Taking control of your personal finances
With regional economic dynamics in constant flux, it’s important to access your personal finances beyond balancing your checkbook. Proper financial planning not only allows you to manage your spending and savings, but to set short-, medium- and long-term goals and map out a road to achieve them. Luckily, these days your bank likely has personal finance managers (PFMs) on staff to help you do that, but whether you opt for the help of a professional or want to go it alone, the following steps will ensure you have a solid plan in place to guarantee your financial future.
Step 1: Asses your current financial status
Take stock of your current income, living expenses, savings and debts then compile a thorough list of your current assets.
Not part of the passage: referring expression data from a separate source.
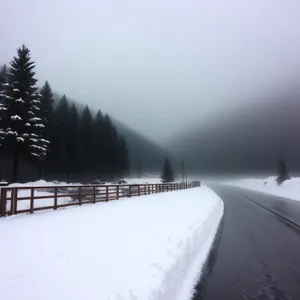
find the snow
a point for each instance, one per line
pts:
(149, 247)
(20, 139)
(289, 189)
(16, 117)
(42, 182)
(35, 119)
(145, 180)
(25, 204)
(12, 132)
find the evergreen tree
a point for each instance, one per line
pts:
(3, 97)
(98, 144)
(47, 102)
(111, 143)
(167, 172)
(22, 122)
(46, 110)
(283, 173)
(123, 157)
(58, 151)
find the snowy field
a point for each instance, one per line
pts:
(148, 247)
(289, 189)
(25, 204)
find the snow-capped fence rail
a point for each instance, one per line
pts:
(25, 199)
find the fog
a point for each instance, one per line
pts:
(158, 66)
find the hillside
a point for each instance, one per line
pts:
(246, 140)
(144, 154)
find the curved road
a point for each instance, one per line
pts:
(257, 253)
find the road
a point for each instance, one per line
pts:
(257, 254)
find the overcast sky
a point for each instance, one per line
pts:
(157, 65)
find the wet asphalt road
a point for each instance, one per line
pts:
(257, 252)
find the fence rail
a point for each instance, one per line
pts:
(17, 200)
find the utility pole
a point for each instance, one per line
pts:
(183, 172)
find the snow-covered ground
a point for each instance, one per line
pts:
(25, 204)
(148, 247)
(289, 189)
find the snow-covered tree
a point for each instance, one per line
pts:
(3, 108)
(167, 172)
(283, 173)
(22, 120)
(47, 102)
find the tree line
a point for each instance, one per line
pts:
(60, 140)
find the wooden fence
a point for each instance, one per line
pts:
(16, 200)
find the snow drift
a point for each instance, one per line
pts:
(289, 189)
(148, 247)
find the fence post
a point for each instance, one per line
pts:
(55, 198)
(3, 202)
(12, 195)
(79, 195)
(31, 200)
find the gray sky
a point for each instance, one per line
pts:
(157, 65)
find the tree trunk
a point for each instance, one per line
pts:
(15, 170)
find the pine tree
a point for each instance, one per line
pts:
(23, 105)
(283, 173)
(123, 157)
(167, 172)
(111, 143)
(47, 102)
(98, 144)
(3, 101)
(44, 134)
(58, 150)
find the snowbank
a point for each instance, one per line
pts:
(289, 189)
(42, 182)
(143, 180)
(148, 247)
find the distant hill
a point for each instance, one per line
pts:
(245, 141)
(144, 154)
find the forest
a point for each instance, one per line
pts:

This should include amounts receivable from external sources and consider the amounts payable on different accounts. Doing this should give you and your PFM a clearer understanding of where your finances stand today and in turn allow you to set realistic targets for the future.
Step 2: Set your goals
When setting a goal, you need to separate your needs from your wants. Often, we fall into the trap of aspiring to reach goals based off what social pressures make us think we want rather than what’s best. When setting financial targets, decide on both short-term goals and long-term ones. A short-term goal may involve buying new furniture while a long-term goal could be accumulating enough savings to send your kids to college or, longer-term still, retire comfortably.
Step 3: Devise a plan
At this point you should have a clearer understanding of your final destination and now you need to devise a strategy to get you there. Based on the initial assessment of your current finances, decide if what you’ve been doing up this point will be sufficient to reach your goals or if you need to explore other options. This is where getting assistance from a professional financial manager could be very useful; they may suggest different ways to manage your investments or alternative channels you could explore. Break down the next steps into actionable immediate, medium and long-term plans that are clear yet allow for some wiggle room. Now the only thing left to do is implement them.
Step 5: Implement a strategy
At this point, the crucial part becomes sticking to your strategy. We’re often confronted with unexpected circumstances that may tempt us to deviate financial plans, but when this happens, take a step back to consider if perhaps there’s a way around it. This is where having a flexible plan that can be adapted to accommodate for unforeseen events can come in handy.
Step 6: Regularly review your plan
Remember to review your plan with your PFM at least once a year to make sure you’re on track to achieving your goals. If not, be sure to make the necessary changes to get back to where you want to be as quickly as possible.
Managing your personal finances is important regardless of income. Taking charge of your finances will allow you to live comfortably 5, 10 or 20 years from now with the help of a carefully crafted strategy and effective follow through. And remember, failing to prepare is preparing to fail.